Pagina:Pavese - Romanzi Vol. 2, Einaudi, 1961.djvu/276


Una specie di bufalo. Costruisce motociclette e gira per la fabbrica in tuta.

— Ho veduto la madre.

— Non conosco la madre. Brava gente. Ma la figliola è pazza.

— Pazza secca?

Morelli si rabbuiò. — Chi ha provato una volta ci ricasca.

— Cosa dice la gente?

— Non lo so, — disse lui. — Questi discorsi non li ascolto. Sono come i discorsi del tempo di guerra. Tutto può darsi. Può essere un uomo, un dispetto, un’ubbia. Ma la causa vera è una sola.

Si toccò la tempia col dito. Tornò a sorridere, con gli occhi. Tese la mano sulle arance e mi disse: — L’ho sempre vista mangiar frutta, Clelia. Quest’è la vera gioventú. Lasci i fiori ai romani.

Quel tale calvo della storiella muggí qualcosa al cameriere, buttò il tovagliolo e se ne andò, grasso e solenne. Ci fece un inchino. Io gli risi in faccia; Morelli, impassibile, gli fece un cenno con la mano.

— L’uomo è il solo animale, — osservò, — che guadagna a vestirsi.

Quando venne il caffè, non mi aveva ancora chiesto che cosa facevo a Torino.

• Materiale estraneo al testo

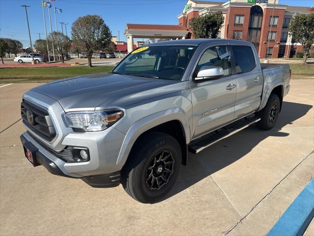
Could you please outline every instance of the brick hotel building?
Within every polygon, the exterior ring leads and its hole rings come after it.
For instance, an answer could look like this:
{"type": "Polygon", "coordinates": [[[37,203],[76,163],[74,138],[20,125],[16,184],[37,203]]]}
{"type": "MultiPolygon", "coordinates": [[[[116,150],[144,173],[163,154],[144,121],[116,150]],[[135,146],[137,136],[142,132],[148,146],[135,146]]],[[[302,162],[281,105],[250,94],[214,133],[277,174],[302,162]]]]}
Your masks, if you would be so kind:
{"type": "Polygon", "coordinates": [[[189,26],[191,19],[218,11],[224,17],[219,37],[251,42],[261,58],[292,58],[297,52],[302,51],[302,46],[294,42],[293,35],[289,35],[290,21],[294,16],[313,12],[314,8],[278,4],[278,0],[231,0],[226,2],[189,0],[183,13],[177,16],[179,25],[188,30],[186,38],[193,38],[189,26]]]}

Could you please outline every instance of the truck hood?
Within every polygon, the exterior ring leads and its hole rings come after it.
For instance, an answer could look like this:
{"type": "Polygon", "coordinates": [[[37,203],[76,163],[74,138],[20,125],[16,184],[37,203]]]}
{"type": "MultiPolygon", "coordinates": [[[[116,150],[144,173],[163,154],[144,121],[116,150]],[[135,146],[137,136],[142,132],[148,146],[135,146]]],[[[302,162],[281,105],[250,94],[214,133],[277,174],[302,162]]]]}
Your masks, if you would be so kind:
{"type": "MultiPolygon", "coordinates": [[[[149,78],[130,76],[110,73],[99,73],[65,79],[49,83],[32,88],[37,92],[56,100],[66,112],[74,110],[88,110],[95,109],[102,104],[113,106],[127,106],[136,101],[131,98],[143,100],[143,96],[164,94],[168,89],[158,89],[179,81],[161,80],[149,78]],[[152,92],[147,92],[151,90],[152,92]],[[146,92],[143,93],[142,92],[146,92]],[[136,94],[136,96],[133,96],[136,94]],[[145,95],[144,95],[145,94],[145,95]],[[124,104],[115,104],[121,101],[124,104]],[[105,102],[110,100],[110,104],[105,102]]],[[[169,92],[169,91],[168,92],[169,92]]]]}

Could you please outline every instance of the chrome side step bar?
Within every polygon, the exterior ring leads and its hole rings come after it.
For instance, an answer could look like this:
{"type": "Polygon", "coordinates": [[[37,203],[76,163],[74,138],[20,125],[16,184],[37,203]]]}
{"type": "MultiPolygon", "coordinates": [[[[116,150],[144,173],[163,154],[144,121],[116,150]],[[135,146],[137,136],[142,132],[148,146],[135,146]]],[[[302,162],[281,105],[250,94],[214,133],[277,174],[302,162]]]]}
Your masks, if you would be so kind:
{"type": "Polygon", "coordinates": [[[214,134],[204,139],[196,141],[188,146],[188,151],[197,154],[220,140],[228,138],[236,133],[261,120],[261,118],[254,117],[242,119],[227,125],[226,128],[219,129],[212,133],[214,134]]]}

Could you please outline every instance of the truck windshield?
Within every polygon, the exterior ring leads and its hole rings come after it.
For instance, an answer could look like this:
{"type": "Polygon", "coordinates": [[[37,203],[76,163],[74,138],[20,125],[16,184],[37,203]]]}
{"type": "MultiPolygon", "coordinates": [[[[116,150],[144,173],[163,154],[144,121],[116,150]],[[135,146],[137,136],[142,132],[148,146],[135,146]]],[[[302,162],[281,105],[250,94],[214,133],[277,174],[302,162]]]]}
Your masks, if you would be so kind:
{"type": "Polygon", "coordinates": [[[196,47],[194,45],[142,47],[130,54],[111,73],[179,80],[196,47]]]}

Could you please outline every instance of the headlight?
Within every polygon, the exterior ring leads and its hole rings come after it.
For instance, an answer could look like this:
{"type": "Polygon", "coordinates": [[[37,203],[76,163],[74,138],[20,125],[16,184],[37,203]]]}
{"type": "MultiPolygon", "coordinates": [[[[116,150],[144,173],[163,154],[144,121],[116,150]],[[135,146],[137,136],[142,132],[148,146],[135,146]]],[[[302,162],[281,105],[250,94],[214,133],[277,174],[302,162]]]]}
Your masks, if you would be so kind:
{"type": "Polygon", "coordinates": [[[119,110],[72,112],[66,113],[65,120],[69,126],[85,131],[99,131],[112,125],[123,116],[119,110]]]}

Probabilmente lo sapeva e non c’era bisogno di dirglielo. Ma nemmeno mi chiese se mi fermavo poco o molto. Questo mi piace nella gente. Lasciar vivere.

— Vuole uscire stasera? — mi disse. — Torino di notte.

— Devo prima dare un’occhiata a Torino di giorno. Mi lasci sistemare. Lei è qui in quest’albergo?

— Perché non viene a casa mia?

Doveva pur dirmelo. Lasciai cadere la proposta come se fosse un prezzo assurdo. Gli dissi di passare, se mai, a prendermi alle nove.

Lui ripeté: — Posso ospitarla a casa mia.

— Sciocco, — gli dissi, — non siamo ragazzi. Verrò a farle visita un giorno.

Quel pomeriggio me ne andai per conto mio, e lui la sera mi accompagnò a un veglione.